ARBM101 (Methanobactin SB2) Drains Excess Liver Copper via Biliary Excretion in Wilson's Disease Rats.

机构信息

Institute of Molecular Toxicology and Pharmacology, Helmholtz Center Munich, German Research Center for Environmental Health, Neuherberg, Germany.
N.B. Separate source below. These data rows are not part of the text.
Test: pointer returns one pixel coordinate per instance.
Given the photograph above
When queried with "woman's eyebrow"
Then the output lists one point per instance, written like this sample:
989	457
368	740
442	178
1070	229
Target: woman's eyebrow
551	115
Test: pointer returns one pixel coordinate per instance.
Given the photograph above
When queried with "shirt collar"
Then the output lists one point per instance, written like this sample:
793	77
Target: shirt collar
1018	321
Department of Hepatology and Gastroenterology, Aarhus University Hospital, Aarhus, Denmark.

出版信息

Gastroenterology. 2023 Jul;165(1):187-200.e7. doi: 10.1053/j.gastro.2023.03.216. Epub 2023 Mar 24.

Abstract

BACKGROUND & AIMS: Excess copper causes hepatocyte death in hereditary Wilson's disease (WD). Current WD treatments by copper-binding chelators may gradually reduce copper overload; they fail, however, to bring hepatic copper close to normal physiological levels. Consequently, lifelong daily dose regimens are required to hinder disease progression. This may result in severe issues due to nonadherence or unwanted adverse drug reactions and also due to drug switching and ultimate treatment failures. This study comparatively tested bacteria-derived copper binding agents-methanobactins (MBs)-for efficient liver copper depletion in WD rats as well as their safety and effect duration.

METHODS

Copper chelators were tested in vitro and in vivo in WD rats. Metabolic cage housing allowed the accurate assessment of animal copper balances and long-term experiments related to the determination of minimal treatment phases.

RESULTS

We found that copper-binding ARBM101 (previously known as MB-SB2) depletes WD rat liver copper dose dependently via fecal excretion down to normal physiological levels within 8 days, superseding the need for continuous treatment. Consequently, we developed a new treatment consisting of repetitive cycles, each of ∼1 week of ARBM101 applications, followed by months of in-between treatment pauses to ensure a healthy long-term survival in WD rats.

CONCLUSIONS

ARBM101 safely and efficiently depletes excess liver copper from WD rats, thus allowing for short treatment periods as well as prolonged in-between rest periods.

摘要

背景与目的

过量的铜会导致遗传性威尔逊病(WD)中的肝细胞死亡。目前,通过铜结合螯合剂进行 WD 治疗可以逐渐减少铜过载;然而,它们未能使肝脏内的铜接近正常生理水平。因此,需要终身每日剂量方案来阻止疾病进展。由于不遵守规定、不希望的药物不良反应、药物更换以及最终的治疗失败,这可能会导致严重的问题。本研究比较了细菌来源的铜结合剂——甲烷菌素(MBs),以评估其在 WD 大鼠中有效耗竭肝脏铜的能力以及它们的安全性和作用持续时间。

方法

在 WD 大鼠中进行了体外和体内铜螯合剂测试。代谢笼饲养允许准确评估动物的铜平衡,并进行与确定最小治疗阶段相关的长期实验。

结果

我们发现,铜结合剂 ARBM101(以前称为 MB-SB2)通过粪便排泄依赖性地耗竭 WD 大鼠肝脏内的铜,使其降至正常生理水平,这取代了连续治疗的需要。因此,我们开发了一种新的治疗方案,包括重复的周期,每个周期约为 1 周的 ARBM101 应用,然后是数月的治疗暂停期,以确保 WD 大鼠的健康长期生存。

结论

ARBM101 安全有效地从 WD 大鼠中耗竭多余的肝脏铜,从而允许进行短期治疗和延长治疗暂停期。